The darker possibility is that the hardest test still lies in front of any young technological species. The human timeline is alarmingly compressed. Homo sapiens is about 300,000 years old. Agriculture emerged roughly 11,700 years ago. Writing is about 5,000 years old. We split the atom in 1945. Humans first walked on the Moon in 1969. Publicly transformative large language model systems appeared less than a decade ago. In cosmic terms, detectability and danger have arrived almost together. The same species that learned to broadcast beyond its atmosphere also learned, in the same technological adolescence, how to industrialise war, rework the biosphere, and build machines whose capabilities it does not fully understand. 

The historical record gives that fear a human face. In 1983, Stanislav Petrov chose not to escalate after a false Soviet early-warning alert indicated incoming US missiles. During the Cuban Missile Crisis, Vasili Arkhipov refused consent for the launch of a nuclear torpedo from a Soviet submarine near Cuba. In 1995, a scientific rocket launched from Norway triggered Russian nuclear alarm procedures and put Boris Yeltsin on the clock. These were not triumphs of perfect systems. They were survivals purchased by individual judgment under extreme uncertainty. 

This is why the arithmetic becomes chilling. If a civilisation faced, purely for illustration, a 2% chance of self-destruction per century, its chance of surviving 1,000 years would be about 81.7%; after 5,000 years, about 36.4%; after 10,000 years, about 13.3%; after 50,000 years, roughly 0.004%; and after a million years, effectively zero for any practical purpose. A galactic civilisation does not need to die in one melodramatic instant. It only needs to remain structurally unsafe for long enough. Deep time does the rest.

There is an even colder variant of the same argument: the filter may not be extinction but succession. AI systems, as defined in modern policy and industry frameworks, pursue objectives set by training, architecture, and human input; they do not inherit biological motives from evolution by default. That means a post-biological civilisation might not be expansionist, communicative, or even curious in the recognisably human sense at all. It may optimise quietly, locally, and with perfect indifference to being seen.

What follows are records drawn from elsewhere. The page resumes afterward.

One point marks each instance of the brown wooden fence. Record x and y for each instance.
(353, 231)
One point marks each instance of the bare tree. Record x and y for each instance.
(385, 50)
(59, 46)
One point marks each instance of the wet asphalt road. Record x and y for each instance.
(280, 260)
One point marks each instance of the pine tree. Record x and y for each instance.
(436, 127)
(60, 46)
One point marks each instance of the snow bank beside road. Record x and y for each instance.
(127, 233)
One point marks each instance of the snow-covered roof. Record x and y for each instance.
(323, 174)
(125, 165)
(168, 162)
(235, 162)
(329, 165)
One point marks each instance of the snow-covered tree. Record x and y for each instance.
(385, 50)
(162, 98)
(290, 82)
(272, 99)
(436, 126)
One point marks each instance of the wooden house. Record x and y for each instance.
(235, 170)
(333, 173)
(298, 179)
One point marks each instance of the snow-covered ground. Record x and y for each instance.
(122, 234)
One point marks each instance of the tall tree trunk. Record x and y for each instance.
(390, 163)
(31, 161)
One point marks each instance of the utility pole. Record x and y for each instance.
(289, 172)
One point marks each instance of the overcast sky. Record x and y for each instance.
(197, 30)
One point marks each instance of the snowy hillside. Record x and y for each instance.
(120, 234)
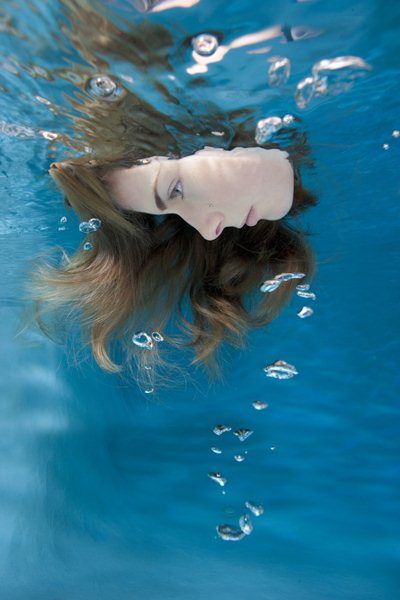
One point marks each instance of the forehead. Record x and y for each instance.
(133, 188)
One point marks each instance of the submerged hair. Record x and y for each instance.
(140, 271)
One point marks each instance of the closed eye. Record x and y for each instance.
(176, 191)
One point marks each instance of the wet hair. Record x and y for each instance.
(142, 274)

And perhaps there is no single killer step anyway. Perhaps life is a bit rare, complex life rarer, intelligence rarer still, technological stability rarer again, and post-biological continuity silent by its nature. A corridor of moderately difficult doors can be just as fatal as one locked gate. 

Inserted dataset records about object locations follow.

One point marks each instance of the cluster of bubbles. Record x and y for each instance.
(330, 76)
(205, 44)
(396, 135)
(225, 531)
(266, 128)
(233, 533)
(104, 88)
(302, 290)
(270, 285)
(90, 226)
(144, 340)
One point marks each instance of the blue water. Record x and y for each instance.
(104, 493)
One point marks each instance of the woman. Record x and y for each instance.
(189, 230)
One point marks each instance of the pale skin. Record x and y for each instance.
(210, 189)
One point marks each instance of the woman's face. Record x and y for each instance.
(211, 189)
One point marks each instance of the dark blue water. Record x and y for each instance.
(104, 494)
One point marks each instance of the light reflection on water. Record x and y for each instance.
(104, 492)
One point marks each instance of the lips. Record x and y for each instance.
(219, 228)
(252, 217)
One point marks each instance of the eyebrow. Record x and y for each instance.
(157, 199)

The match in the dark room

One of the most useful ways to visualise the paradox is to stop picturing empires and start picturing flashes. Imagine the galaxy as a vast dark room. Each civilisation is a struck match. It flares, burns for a moment, and goes out. The room may have hosted many flames across billions of years, yet almost none need overlap. The universe is about 13.8 billion years old; human radio leakage has been escaping Earth for only about a century. We feel ancient because a century is long compared with a life. It is nothing compared with the room. 

This is the most unsettling possibility of all: not that humanity is uniquely cursed, but that we may be ordinary. Civilisations may arise again and again, acquire power rapidly, notice the silence, and then vanish before their signals, machines, or monuments accumulate into anything another species could catch. That was the direction of Mayr’s warning. On Earth, evolutionary success belongs to durable strategies: bacteria, insects, sharks, lineages that persist because they fit, not because they dominate. Technological intelligence may confer astonishing short-run advantages while remaining a terrible long-run bet. In that reading, intelligence is not the crown of evolution. It is a high-risk experiment. 

What ruins cannot tell us

There is another reason silence may mislead us. Civilisation is materially flimsier than it feels from the inside. Geological and stratigraphic work on “technofossils” suggests that what humanity leaves over very long timescales is less likely to be intact cities than anomalous layers: plastics, altered sediments, unusual chemistry, isotopes, and signatures of industrial transformation. On Earth, after a few million years, the obvious surface evidence of an industrial civilisation would be expected to fade drastically, leaving subtle traces rather than skylines. That means a dead civilisation on a distant world could be real and still be observationally mute. 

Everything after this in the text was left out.